Homeschooling is another thing. I am not a spirited, intense teacher to my kids who ensures that every moment at home is spent in the midst of text books. Do you know what we did this morning? I read the first 12 chapters of Midnight Sun on Ms. Meyer’s blog while the girls read their books. We were all engrossed in our prospective novels and instead of saying, ‘girls you must stop reading in order to focus on such-and-such subject’, we instead read to the end of our books (except Bing, she’s in a doozy long one – Inkheart – that she can’t keep her nose out of). I roll like that it seems.

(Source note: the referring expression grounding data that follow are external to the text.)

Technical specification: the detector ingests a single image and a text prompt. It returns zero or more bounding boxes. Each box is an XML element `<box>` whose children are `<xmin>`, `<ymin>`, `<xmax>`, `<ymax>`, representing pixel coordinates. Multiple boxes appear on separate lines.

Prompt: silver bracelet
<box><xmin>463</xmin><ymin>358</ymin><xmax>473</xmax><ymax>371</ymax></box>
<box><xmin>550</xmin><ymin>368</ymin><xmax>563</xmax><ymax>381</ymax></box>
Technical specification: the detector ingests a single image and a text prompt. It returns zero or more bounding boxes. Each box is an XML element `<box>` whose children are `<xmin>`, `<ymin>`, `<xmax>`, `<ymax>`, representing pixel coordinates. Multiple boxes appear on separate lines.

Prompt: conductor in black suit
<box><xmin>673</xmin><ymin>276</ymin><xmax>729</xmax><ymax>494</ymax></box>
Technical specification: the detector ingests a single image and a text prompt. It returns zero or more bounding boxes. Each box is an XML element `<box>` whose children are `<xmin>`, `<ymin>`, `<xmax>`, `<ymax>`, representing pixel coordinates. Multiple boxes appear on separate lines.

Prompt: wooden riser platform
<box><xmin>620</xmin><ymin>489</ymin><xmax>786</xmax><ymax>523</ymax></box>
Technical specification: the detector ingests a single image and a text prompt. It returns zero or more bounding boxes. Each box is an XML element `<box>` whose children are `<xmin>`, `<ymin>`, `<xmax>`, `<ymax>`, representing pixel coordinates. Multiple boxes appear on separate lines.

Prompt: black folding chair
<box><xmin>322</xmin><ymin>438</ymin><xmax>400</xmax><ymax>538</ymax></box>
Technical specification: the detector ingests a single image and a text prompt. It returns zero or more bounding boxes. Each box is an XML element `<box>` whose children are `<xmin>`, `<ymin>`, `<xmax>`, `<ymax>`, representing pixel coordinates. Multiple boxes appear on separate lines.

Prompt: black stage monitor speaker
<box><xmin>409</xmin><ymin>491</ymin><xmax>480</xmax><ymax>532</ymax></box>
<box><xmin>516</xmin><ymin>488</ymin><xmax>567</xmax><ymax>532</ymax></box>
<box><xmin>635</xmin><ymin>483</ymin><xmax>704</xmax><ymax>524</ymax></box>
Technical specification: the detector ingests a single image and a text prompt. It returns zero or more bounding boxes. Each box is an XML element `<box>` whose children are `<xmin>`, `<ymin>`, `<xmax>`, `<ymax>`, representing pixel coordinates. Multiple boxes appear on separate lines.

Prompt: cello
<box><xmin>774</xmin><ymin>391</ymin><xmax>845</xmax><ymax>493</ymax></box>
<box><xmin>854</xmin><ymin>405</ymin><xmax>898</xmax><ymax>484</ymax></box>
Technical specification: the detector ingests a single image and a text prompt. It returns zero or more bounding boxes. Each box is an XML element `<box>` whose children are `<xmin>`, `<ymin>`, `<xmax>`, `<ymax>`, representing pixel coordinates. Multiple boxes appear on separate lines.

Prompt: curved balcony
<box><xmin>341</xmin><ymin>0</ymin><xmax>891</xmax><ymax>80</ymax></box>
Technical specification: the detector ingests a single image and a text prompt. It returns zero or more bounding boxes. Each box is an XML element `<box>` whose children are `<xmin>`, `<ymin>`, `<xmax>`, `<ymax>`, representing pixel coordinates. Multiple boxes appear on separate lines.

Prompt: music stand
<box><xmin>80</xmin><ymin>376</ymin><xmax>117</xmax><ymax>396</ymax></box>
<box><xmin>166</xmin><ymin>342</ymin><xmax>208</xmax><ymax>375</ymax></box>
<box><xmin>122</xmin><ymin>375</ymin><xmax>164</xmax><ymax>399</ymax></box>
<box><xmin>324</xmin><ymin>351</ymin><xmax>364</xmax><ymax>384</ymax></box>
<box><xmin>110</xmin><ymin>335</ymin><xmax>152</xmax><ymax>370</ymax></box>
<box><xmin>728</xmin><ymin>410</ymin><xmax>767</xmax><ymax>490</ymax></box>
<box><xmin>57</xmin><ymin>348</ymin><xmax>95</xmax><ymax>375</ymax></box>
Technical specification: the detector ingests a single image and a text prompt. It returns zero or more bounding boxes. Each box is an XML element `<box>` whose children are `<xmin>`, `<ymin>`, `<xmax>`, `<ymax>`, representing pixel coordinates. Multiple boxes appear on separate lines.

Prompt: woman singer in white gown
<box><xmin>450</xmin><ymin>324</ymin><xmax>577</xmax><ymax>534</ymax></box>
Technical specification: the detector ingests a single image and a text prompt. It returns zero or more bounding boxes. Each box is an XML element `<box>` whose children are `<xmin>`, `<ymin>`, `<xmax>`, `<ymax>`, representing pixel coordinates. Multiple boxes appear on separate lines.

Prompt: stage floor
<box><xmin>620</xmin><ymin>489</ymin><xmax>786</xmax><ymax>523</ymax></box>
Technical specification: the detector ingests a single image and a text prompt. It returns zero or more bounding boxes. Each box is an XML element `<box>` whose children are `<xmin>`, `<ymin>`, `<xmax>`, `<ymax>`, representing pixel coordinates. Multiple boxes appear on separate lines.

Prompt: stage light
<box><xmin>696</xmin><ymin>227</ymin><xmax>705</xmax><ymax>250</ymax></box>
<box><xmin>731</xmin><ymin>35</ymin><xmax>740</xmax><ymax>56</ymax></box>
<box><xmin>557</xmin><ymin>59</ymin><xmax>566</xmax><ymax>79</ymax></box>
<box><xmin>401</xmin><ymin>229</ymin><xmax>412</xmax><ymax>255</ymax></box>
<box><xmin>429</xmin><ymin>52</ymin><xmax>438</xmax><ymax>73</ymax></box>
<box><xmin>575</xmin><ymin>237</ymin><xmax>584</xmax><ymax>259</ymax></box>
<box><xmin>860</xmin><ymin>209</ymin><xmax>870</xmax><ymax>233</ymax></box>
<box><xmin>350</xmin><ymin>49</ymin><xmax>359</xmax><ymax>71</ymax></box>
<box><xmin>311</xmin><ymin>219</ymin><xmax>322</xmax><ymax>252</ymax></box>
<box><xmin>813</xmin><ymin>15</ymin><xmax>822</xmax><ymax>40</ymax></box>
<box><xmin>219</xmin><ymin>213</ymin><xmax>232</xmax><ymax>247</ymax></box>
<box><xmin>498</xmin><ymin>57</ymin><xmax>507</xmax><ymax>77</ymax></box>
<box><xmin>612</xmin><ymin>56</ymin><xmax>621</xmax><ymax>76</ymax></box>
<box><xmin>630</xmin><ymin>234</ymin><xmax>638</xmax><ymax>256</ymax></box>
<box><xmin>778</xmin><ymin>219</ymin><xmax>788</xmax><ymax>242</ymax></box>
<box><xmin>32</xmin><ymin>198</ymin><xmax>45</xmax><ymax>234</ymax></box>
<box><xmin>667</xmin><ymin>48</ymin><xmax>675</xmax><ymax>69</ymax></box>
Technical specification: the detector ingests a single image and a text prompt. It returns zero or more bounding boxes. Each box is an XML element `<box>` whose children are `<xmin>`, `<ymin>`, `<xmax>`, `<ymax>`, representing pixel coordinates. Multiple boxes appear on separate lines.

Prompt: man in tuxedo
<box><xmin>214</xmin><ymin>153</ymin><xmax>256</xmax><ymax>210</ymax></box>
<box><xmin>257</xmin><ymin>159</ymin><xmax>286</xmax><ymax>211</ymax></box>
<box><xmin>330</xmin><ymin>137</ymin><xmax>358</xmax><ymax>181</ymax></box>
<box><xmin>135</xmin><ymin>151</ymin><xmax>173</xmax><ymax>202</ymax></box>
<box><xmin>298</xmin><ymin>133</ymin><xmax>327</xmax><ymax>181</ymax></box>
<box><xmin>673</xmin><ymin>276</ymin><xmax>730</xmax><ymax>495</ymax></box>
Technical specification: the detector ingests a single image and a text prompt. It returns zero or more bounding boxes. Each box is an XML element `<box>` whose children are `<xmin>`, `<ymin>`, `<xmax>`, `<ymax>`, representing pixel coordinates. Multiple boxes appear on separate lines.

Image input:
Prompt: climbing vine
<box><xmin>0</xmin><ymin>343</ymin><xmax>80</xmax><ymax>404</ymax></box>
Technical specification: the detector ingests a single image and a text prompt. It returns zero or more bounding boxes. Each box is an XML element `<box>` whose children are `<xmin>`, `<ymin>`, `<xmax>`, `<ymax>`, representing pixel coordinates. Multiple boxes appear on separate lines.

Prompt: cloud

I’m finding more and more events in my life not having the affect on me that they should. I become nonchalant, complacent and take the relaxed road until things work out, and they invariably do work out. I just wonder if this is a temporary change or if when a bigger event comes along (like adoption) will my lethargicness quickly switch to the ever in-your-face of my olden days?
I’m kind of liking it though. It makes my days happier, every moment seems to be calmer, even those where my kids are trying my patience. Some days where I think ‘if I hear MOM or Ma one more time I’ll break’, I still retain that sense of leisure.
I’ll keep it for now. I’ll even use it until it becomes a burden to someone else, you know, when I’m too nonchalant to make sure the laundry is done and groceries are bought… kidding.